Przed nami przedmonsunowy sezon wspinaczkowy w Himalajach. Być może dwa szczyty doczekają się w tym roku nowych dróg.
Ueli Steck i David Gottler wybierają się na Shisha Pangmę. Wydaje się, że to przede wszystkim na nich zwrócone będą oczy wszystkich, którzy śledzą zmagania z ośmiotysięcznikami. Celem dwójki jest wytyczenie nowej drogi na południowej ścianie góry. Steck wypatrzył ją w 2011 roku, kiedy ustanowił rekord szybkości wejścia na szczyt Shishy z bazy. Szwajcar potrzebował na to wówczas 10,5 godziny. Trzeba przyznać, że planowana przez nich linie wspaniale się prezentuje.
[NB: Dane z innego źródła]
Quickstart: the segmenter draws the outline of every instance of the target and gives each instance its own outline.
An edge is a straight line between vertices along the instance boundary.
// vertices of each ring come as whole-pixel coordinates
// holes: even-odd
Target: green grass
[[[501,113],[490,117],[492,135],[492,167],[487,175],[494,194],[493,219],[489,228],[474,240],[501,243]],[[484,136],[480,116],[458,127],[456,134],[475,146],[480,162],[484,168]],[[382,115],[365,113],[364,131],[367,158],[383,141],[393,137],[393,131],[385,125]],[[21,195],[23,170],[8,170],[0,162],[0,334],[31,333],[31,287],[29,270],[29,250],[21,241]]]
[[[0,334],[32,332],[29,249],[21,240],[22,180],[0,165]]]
Steck i Gottler wyjadą do Nepalu pod koniec marca.
Linia planowanej przez Stecka i Gottlera drogi; źródło: altitudepakistan.blogspot.com
Chrapkę na nową linię na Manaslu mają natomiast Słowacy Peter Hamor i Michal Gabriš oraz Rumun Horia Colibasanu. Horia zastanawiał się także nad wyjazdem na Everest, ale ostatecznie zdecydował się jednak na dołączenie do swojego długoletniego partnera, Petera. Wspinacze zaaklimatyzują się najprawdopodobniej na drodze normalnej, a potem ruszą na grań północną – drogę, której nie udało im się dokończyć w zeszłym roku.